There is so much Jane Austen buzz these days.
Book clubs are still dissecting Karen Joy Fowler's The Jane Austen Book Club -- the film version of which opens today -- and people are still queuing up for Becoming Jane, which is making the rounds at art cinemas.
PBS is launching an Austen extravaganza in mid-January 2008 when Masterpiece Theatre will begin airing adaptations of all six of her novels.
There are two mystery series which arise from the Austen legacy. Stephanie Barron has a series in which Austen herself is the detective and Carrie Bebris has a series where Austen's fictional characters Fitzwilliam Darcy and his wife Elizabeth (née Bennet) do some genteel sleuthing.
In a 1997 interview shortly after her series was launched, Barron explains that, as a detective, "Austen is a natural ... because she understood the human heart, she understood motivation, she understood the society of her day. She was a strong, independent woman with a natural curiosity and a desire to figure out why people did what they did."

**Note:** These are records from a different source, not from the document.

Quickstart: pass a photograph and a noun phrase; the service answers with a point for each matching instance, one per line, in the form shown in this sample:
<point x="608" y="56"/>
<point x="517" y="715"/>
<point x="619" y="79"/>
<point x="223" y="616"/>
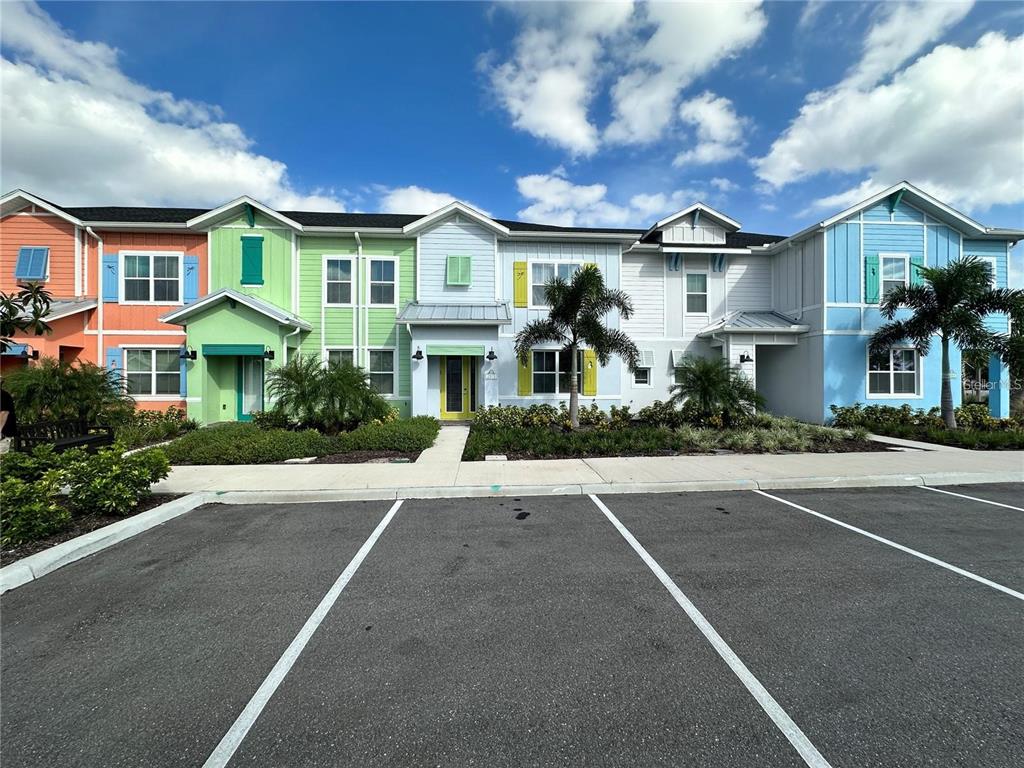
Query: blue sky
<point x="779" y="114"/>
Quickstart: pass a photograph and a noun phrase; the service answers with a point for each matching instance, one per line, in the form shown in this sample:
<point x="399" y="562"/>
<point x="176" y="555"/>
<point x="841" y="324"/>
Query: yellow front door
<point x="456" y="385"/>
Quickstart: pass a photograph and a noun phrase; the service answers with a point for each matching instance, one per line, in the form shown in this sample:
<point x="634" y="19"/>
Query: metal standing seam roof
<point x="482" y="314"/>
<point x="745" y="322"/>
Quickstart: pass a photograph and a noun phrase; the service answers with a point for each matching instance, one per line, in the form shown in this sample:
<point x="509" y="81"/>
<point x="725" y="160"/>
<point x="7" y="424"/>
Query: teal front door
<point x="250" y="388"/>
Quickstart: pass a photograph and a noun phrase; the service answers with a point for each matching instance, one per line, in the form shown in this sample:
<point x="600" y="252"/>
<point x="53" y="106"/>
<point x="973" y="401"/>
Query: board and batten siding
<point x="748" y="284"/>
<point x="457" y="236"/>
<point x="643" y="282"/>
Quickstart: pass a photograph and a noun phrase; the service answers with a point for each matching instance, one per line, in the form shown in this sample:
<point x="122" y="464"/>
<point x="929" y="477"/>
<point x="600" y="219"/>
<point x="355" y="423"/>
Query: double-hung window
<point x="895" y="271"/>
<point x="543" y="272"/>
<point x="153" y="278"/>
<point x="382" y="282"/>
<point x="552" y="374"/>
<point x="382" y="371"/>
<point x="696" y="293"/>
<point x="338" y="282"/>
<point x="893" y="373"/>
<point x="153" y="372"/>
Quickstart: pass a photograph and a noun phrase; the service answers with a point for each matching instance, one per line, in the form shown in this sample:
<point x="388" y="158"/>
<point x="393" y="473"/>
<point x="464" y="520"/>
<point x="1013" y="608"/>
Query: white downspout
<point x="100" y="355"/>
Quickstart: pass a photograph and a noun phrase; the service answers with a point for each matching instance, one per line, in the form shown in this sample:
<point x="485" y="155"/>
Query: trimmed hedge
<point x="247" y="443"/>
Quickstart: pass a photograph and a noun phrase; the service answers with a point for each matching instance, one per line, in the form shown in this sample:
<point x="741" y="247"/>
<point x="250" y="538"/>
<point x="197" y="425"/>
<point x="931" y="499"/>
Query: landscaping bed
<point x="976" y="428"/>
<point x="539" y="432"/>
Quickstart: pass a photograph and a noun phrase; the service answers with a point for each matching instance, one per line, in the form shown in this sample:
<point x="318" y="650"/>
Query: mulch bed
<point x="80" y="525"/>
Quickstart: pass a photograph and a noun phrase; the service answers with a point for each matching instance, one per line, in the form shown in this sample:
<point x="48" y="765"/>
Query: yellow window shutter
<point x="520" y="284"/>
<point x="589" y="373"/>
<point x="526" y="375"/>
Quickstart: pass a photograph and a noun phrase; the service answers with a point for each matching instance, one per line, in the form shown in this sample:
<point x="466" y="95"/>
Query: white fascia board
<point x="455" y="207"/>
<point x="209" y="217"/>
<point x="12" y="198"/>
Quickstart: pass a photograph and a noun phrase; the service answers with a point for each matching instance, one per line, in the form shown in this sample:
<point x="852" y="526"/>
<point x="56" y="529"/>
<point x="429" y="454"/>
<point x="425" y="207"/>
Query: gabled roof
<point x="15" y="200"/>
<point x="239" y="204"/>
<point x="272" y="311"/>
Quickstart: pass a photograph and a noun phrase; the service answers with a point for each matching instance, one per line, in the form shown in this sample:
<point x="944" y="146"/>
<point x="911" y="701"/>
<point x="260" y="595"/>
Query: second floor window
<point x="339" y="281"/>
<point x="381" y="282"/>
<point x="153" y="278"/>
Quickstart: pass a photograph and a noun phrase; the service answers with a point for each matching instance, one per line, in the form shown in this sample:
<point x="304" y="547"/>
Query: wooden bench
<point x="62" y="435"/>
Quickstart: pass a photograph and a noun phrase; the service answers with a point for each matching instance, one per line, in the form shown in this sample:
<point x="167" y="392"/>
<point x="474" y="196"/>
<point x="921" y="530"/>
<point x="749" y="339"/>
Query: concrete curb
<point x="41" y="563"/>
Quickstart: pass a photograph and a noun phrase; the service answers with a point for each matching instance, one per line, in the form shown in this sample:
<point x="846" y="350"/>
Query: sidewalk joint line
<point x="232" y="739"/>
<point x="790" y="729"/>
<point x="900" y="547"/>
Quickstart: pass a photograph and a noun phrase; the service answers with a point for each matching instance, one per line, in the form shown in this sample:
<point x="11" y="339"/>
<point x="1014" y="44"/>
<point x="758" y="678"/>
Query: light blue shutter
<point x="192" y="279"/>
<point x="110" y="276"/>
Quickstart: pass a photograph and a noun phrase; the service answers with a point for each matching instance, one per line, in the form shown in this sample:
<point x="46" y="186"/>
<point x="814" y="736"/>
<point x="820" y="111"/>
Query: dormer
<point x="698" y="223"/>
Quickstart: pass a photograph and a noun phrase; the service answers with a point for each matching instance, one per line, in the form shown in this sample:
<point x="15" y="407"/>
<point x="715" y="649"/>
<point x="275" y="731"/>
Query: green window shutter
<point x="526" y="375"/>
<point x="871" y="279"/>
<point x="520" y="291"/>
<point x="252" y="261"/>
<point x="460" y="270"/>
<point x="589" y="373"/>
<point x="916" y="262"/>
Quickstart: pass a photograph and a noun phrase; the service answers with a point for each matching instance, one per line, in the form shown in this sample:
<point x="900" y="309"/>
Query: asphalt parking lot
<point x="852" y="628"/>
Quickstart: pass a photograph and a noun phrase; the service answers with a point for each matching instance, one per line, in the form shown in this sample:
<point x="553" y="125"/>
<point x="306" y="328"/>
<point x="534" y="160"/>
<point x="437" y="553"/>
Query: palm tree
<point x="713" y="387"/>
<point x="576" y="320"/>
<point x="951" y="302"/>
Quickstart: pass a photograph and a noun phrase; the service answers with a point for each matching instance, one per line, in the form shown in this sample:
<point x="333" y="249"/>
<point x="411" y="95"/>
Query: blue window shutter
<point x="110" y="276"/>
<point x="252" y="261"/>
<point x="192" y="279"/>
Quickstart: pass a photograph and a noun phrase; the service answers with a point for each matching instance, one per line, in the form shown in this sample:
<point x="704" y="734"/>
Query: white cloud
<point x="417" y="200"/>
<point x="951" y="123"/>
<point x="649" y="52"/>
<point x="77" y="129"/>
<point x="719" y="130"/>
<point x="555" y="200"/>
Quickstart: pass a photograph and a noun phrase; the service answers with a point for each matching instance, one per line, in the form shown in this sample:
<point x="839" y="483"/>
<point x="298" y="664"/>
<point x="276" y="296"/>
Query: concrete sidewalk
<point x="438" y="472"/>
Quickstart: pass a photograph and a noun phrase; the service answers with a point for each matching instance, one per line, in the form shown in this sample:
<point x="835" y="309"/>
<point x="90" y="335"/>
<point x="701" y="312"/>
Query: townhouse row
<point x="194" y="306"/>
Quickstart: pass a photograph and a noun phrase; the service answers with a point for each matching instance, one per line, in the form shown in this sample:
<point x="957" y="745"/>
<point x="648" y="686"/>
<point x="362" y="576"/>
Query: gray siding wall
<point x="457" y="236"/>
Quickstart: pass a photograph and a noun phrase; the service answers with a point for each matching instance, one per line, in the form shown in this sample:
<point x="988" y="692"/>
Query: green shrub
<point x="29" y="510"/>
<point x="111" y="482"/>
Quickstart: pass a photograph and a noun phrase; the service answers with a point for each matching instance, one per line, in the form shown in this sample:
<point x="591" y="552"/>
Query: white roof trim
<point x="216" y="213"/>
<point x="696" y="206"/>
<point x="455" y="207"/>
<point x="31" y="199"/>
<point x="257" y="305"/>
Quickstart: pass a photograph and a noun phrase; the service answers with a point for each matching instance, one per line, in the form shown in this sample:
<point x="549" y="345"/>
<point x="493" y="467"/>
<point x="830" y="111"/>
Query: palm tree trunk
<point x="948" y="415"/>
<point x="573" y="393"/>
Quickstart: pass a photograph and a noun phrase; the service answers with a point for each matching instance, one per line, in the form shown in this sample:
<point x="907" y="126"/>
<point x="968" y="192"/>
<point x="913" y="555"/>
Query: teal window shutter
<point x="31" y="263"/>
<point x="871" y="279"/>
<point x="916" y="262"/>
<point x="460" y="270"/>
<point x="252" y="260"/>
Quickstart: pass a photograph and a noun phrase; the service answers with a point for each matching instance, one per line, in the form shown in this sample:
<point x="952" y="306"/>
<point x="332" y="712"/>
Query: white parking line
<point x="900" y="547"/>
<point x="972" y="498"/>
<point x="784" y="723"/>
<point x="223" y="752"/>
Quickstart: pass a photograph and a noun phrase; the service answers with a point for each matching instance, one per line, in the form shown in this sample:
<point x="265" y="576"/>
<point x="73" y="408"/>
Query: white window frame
<point x="122" y="276"/>
<point x="882" y="270"/>
<point x="329" y="349"/>
<point x="918" y="378"/>
<point x="394" y="368"/>
<point x="370" y="281"/>
<point x="529" y="276"/>
<point x="352" y="281"/>
<point x="559" y="392"/>
<point x="687" y="293"/>
<point x="153" y="372"/>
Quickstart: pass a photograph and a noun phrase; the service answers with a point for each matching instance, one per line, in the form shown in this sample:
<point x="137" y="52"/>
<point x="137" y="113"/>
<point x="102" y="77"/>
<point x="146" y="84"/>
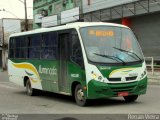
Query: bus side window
<point x="20" y="47"/>
<point x="49" y="46"/>
<point x="11" y="48"/>
<point x="34" y="45"/>
<point x="76" y="51"/>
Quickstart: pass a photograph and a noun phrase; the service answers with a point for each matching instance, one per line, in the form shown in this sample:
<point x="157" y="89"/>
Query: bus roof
<point x="67" y="26"/>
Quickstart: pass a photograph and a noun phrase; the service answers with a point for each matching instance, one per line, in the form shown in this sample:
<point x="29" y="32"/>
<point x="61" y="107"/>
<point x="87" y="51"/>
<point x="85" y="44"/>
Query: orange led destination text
<point x="99" y="33"/>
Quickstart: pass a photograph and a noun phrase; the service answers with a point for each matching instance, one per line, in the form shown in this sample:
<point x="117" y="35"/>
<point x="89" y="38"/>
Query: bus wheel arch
<point x="25" y="80"/>
<point x="74" y="84"/>
<point x="79" y="94"/>
<point x="29" y="90"/>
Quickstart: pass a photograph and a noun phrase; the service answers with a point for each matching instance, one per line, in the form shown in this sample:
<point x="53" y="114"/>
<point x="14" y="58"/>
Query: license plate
<point x="121" y="94"/>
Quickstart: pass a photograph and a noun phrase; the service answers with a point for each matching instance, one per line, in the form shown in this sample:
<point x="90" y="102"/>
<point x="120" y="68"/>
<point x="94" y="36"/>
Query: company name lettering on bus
<point x="75" y="75"/>
<point x="50" y="71"/>
<point x="102" y="33"/>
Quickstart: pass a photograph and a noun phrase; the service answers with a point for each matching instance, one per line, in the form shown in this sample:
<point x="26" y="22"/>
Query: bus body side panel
<point x="43" y="75"/>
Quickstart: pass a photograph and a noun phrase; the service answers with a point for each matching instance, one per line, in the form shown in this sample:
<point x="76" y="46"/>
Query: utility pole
<point x="3" y="47"/>
<point x="26" y="20"/>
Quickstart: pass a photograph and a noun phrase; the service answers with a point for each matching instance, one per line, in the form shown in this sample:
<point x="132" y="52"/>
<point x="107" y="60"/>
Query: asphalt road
<point x="13" y="99"/>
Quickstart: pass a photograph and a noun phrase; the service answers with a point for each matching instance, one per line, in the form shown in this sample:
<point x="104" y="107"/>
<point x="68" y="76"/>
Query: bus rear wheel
<point x="79" y="96"/>
<point x="30" y="91"/>
<point x="131" y="98"/>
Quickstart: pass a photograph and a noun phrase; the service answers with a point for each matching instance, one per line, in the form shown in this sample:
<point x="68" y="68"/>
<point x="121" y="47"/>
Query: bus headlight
<point x="143" y="74"/>
<point x="96" y="76"/>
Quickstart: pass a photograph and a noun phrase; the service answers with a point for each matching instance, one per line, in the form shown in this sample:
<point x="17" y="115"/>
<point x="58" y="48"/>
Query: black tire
<point x="79" y="96"/>
<point x="30" y="91"/>
<point x="131" y="98"/>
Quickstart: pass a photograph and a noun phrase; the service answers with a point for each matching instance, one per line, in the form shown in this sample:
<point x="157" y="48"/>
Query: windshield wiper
<point x="129" y="52"/>
<point x="111" y="57"/>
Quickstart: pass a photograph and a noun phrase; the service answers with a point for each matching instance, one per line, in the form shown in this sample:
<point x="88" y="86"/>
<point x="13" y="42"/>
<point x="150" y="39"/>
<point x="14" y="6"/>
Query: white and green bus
<point x="84" y="60"/>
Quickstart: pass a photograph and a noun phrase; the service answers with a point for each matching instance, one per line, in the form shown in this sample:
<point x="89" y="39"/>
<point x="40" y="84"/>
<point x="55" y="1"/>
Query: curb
<point x="154" y="81"/>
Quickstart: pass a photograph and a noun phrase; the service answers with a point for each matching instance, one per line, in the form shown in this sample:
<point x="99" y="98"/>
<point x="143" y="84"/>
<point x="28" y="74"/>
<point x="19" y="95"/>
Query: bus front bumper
<point x="104" y="90"/>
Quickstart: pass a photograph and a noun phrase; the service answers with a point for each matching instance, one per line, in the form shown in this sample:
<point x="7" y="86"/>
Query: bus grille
<point x="131" y="78"/>
<point x="124" y="88"/>
<point x="114" y="79"/>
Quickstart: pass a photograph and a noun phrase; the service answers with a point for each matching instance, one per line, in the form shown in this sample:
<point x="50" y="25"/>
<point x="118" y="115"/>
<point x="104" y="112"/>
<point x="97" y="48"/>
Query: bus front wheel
<point x="30" y="91"/>
<point x="131" y="98"/>
<point x="79" y="96"/>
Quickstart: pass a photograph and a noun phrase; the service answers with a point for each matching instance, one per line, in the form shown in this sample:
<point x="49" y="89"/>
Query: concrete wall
<point x="147" y="28"/>
<point x="100" y="4"/>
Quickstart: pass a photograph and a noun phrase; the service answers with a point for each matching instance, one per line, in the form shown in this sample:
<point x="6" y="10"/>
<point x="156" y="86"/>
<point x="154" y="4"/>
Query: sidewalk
<point x="152" y="79"/>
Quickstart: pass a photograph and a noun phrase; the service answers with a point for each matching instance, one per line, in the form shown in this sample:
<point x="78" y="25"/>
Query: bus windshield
<point x="108" y="44"/>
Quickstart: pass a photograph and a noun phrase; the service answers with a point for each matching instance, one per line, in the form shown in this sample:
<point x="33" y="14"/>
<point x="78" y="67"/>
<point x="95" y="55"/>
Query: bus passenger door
<point x="63" y="57"/>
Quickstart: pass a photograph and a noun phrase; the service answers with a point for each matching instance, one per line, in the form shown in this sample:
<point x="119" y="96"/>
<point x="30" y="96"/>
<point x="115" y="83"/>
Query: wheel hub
<point x="80" y="95"/>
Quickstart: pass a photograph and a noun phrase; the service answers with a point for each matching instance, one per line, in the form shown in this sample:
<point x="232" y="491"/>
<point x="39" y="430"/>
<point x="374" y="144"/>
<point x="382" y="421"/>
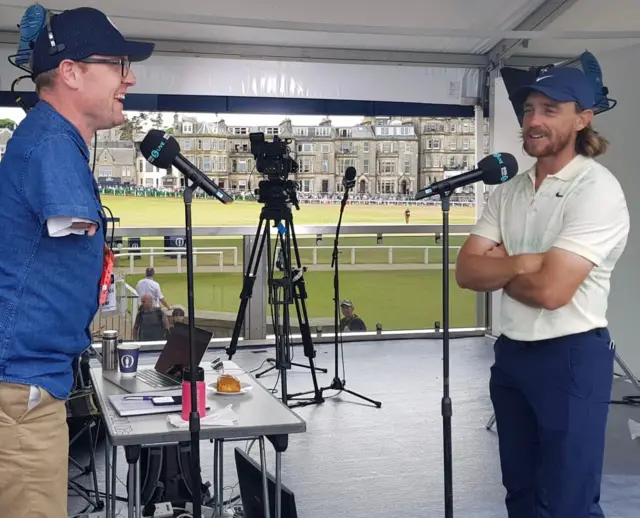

Despite the current Austen revival, Barron will be making a departure from the Austen mysteries and bringing out a stand-alone novel in February.
A Flaw in the Blood opens on the evening of Prince Albert's demise. Barron's website describes it as "A suspense novel centered around Queen Victoria's troubled court and a secret so dangerous it could topple thrones."
That's thrones, plural, so it must indeed be dangerous!